Sunday, March 17, 2013

What's more important, great product or great team?

A couple of weeks ago, I had a chance to talk to a product manager at a partner company.  We were having a casual dinner and talking about different topics.  One of the topics was about launching a startup.  She had thought about launching her own startup and she mentioned that she didn't have a concrete product idea yet. She felt that identifying a worthwhile problem to solve and coming up with a solution was where startup got founded.  She wanted to find a problem that was socially responsible as well as personally interesting as studying impacts of global warming on ocean life.

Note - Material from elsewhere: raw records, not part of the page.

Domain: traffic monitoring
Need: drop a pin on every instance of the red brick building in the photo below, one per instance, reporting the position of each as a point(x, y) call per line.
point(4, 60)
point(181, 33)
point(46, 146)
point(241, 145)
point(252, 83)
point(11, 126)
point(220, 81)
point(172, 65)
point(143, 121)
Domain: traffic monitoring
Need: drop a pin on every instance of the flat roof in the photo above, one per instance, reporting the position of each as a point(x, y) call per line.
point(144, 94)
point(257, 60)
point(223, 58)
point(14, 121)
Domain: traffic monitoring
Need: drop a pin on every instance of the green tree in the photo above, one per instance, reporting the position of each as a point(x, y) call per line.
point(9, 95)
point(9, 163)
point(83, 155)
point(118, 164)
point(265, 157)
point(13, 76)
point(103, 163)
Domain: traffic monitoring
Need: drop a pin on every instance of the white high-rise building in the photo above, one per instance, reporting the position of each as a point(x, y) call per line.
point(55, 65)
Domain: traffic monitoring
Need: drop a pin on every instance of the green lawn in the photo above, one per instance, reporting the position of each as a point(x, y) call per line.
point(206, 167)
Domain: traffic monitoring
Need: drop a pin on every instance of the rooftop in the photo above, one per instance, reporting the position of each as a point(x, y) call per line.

That's great, I thought.  Finding meaning in one's work is important to persist through all the trials and tribulations.  It is also true that identifying a problem that is worth solving is an important step in creating a startup.  But there is more important piece.  That's putting together a right team.


I'm utterly convinced that startup lives or dies by its founding team members.  By founding team members, I mean the co-founder(s) and the half a dozen employees who join the team at the early stage.  It is arguably more important than figuring out the product-market fit, and it's definitely more important than deciding what  problem startup is solving.

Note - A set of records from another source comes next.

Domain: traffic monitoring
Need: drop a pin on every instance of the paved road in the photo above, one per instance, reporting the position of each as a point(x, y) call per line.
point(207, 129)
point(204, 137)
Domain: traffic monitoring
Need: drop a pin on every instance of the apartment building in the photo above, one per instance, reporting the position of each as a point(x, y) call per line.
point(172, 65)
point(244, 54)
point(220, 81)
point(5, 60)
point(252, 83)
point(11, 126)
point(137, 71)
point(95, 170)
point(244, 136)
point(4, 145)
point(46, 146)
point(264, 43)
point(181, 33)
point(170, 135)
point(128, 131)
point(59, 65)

Why do I think that?  That's because people make products, but products don't make people.

Unlike chicken-and-egg problem, product starts from concept and continuous iteration, and they are executed by the team.  Startup founder is not only creating a product, but along the way has to create a team (at one point or another during the startup life cycle).  Having a dysfunctional and unhealthy team environment creates drag for the entire organization and it can even kill the startup no matter how right the product-market fit is.

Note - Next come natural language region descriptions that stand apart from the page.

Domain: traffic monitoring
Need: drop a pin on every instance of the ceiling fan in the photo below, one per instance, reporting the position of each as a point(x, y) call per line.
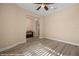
point(43, 5)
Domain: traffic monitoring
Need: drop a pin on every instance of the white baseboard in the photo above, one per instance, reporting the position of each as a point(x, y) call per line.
point(11, 46)
point(57, 39)
point(40, 37)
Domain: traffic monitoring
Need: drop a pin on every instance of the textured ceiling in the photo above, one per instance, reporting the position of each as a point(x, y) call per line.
point(32, 7)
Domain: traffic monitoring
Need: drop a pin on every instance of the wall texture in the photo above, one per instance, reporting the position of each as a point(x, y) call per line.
point(13, 24)
point(63, 25)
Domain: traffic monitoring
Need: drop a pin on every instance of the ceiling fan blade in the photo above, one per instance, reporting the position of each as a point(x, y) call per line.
point(46, 8)
point(38, 8)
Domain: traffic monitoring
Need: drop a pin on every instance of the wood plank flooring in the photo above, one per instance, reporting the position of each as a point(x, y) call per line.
point(42, 47)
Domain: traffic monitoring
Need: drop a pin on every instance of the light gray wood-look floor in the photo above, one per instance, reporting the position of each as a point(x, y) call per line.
point(43, 47)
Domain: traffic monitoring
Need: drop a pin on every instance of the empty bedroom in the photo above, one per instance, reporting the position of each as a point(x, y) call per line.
point(39, 29)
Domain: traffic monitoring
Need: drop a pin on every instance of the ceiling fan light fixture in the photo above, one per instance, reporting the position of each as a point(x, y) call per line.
point(42, 5)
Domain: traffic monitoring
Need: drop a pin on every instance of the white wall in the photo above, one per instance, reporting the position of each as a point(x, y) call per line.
point(64, 25)
point(13, 24)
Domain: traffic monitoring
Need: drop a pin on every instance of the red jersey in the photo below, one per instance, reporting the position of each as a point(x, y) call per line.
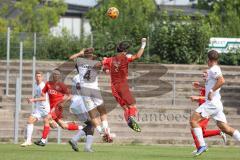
point(118, 67)
point(202, 93)
point(56, 92)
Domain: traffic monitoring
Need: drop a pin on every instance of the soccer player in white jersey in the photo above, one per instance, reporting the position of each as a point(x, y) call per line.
point(41, 110)
point(78, 108)
point(213, 106)
point(91, 92)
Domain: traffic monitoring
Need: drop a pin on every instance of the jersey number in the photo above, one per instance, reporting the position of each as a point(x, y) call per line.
point(87, 75)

And guess what the team is built upon.  It's built on shared strong values.  Something that gives purpose to the entire organization and makes it a great place to work.  If you think about what makes you tick, it really has very little to do with what you do day to day.  Instead, it is a philosophy on life, a core belief that gives meaning to your life.  It doesn't really matter what product that you work on, or what market the startup is going after.  It's the shared value that holds people together.

Therefore, the most important thing is the team and the core value.  If you want to build a lasting startup, founders must stop and think about what values the startup should aspire to.